Читать книгу SCADA Security - Xun Yi - Страница 34

This approach is based on the assumption that the behavior of intrusive activities mathematically or statistically differs from normal behavior. That is, they are based on advanced mathematical or statistical methods used to detect the abnormal behavior. For example, normal SCADA network traffic can be obtained over a period of “normal” operations, and then a modeling method is applied to build the normal SCADA network profiles. In the detection phase, the deviation degree between the current network flow and the created normal network profiles is calculated. If the deviation degree exceeds the predefined threshold, the current network flow will be flagged as an intrusive activity. The primary advantage of anomaly‐based compared to signature‐based detection is that novel (unknown) attacks can be detected, although they suffer from a high false positive rate.
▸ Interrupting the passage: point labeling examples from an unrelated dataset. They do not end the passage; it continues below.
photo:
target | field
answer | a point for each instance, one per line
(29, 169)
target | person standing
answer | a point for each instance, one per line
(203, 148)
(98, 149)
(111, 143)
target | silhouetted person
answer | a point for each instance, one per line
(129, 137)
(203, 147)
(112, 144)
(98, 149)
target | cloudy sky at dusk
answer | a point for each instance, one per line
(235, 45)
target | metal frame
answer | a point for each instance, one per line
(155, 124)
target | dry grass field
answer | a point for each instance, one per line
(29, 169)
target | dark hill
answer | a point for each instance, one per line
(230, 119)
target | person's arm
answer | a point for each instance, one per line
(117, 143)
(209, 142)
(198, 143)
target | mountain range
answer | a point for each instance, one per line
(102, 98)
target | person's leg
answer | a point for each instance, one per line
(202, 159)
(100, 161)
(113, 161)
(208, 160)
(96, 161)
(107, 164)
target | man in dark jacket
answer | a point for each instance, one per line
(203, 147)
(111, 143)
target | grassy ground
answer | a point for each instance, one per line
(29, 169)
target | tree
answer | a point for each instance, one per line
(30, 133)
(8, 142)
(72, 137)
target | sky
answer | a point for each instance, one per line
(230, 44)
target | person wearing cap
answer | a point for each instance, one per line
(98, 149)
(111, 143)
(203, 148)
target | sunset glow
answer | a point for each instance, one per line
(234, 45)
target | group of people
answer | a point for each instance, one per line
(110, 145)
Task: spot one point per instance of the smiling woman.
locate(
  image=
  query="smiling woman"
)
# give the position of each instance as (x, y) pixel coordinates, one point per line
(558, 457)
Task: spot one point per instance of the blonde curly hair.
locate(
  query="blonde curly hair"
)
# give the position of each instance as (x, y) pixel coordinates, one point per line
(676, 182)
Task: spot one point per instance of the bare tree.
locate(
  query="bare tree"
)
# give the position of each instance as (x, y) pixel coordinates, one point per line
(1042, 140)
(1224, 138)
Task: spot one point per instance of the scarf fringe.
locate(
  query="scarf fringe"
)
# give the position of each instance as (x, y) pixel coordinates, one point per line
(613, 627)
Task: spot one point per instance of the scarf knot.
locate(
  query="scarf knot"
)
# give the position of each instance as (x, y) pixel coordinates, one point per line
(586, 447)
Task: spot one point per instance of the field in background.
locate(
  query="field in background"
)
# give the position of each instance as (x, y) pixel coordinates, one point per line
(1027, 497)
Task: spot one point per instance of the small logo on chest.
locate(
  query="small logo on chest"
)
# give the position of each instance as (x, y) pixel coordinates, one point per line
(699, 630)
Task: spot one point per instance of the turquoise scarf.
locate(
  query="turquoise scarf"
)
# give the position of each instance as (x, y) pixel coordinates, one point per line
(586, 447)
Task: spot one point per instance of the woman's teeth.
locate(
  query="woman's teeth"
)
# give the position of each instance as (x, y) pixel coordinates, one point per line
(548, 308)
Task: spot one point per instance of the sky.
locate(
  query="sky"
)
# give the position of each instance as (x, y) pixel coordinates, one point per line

A number of factors have a significant impact on the performance of SCADA anomaly‐based IDS in distinguishing between the normal and abnormal behavior, including the type of modeling method, the type of building process of the detection models, and the definition of an anomaly threshold. Three learning processes are usually used to build the detection models, namely supervised, semisupervised, and unsupervised. In the supervised learning, anomaly‐based IDS requires class labels for both normal and abnormal behavior in order to build normal/abnormal profiles. However, this type of learning is costly and time‐expensive when identifying the class labels for a large amount of data. Hence, semisupervised learning is proposed as an alternative, where an anomaly‐based IDS builds only normal profiles from the normal data that is collected over a period of “normal” operations. However, the main drawback of this learning is that comprehensive and “purely” normal data is not easy to obtain. This is because the collection of normal data requires that a given system operates under normal conditions for a long time, and intrusive activities may occur during this period of the data collection process. On the another hand, the reliance only on abnormal data for building abnormal profiles is not feasible since the possible abnormal behavior that may occur in the future cannot be known in advance. Alternatively, an anomaly‐based IDS uses the unsupervised learning to build normal/abnormal profiles from unlabeled data, where prior knowledge about normal/abnormal data is not known. In fact, it is a cost‐efficient method, although it suffers from low efficiency and poor accuracy (Pietro and Mancini, 2008).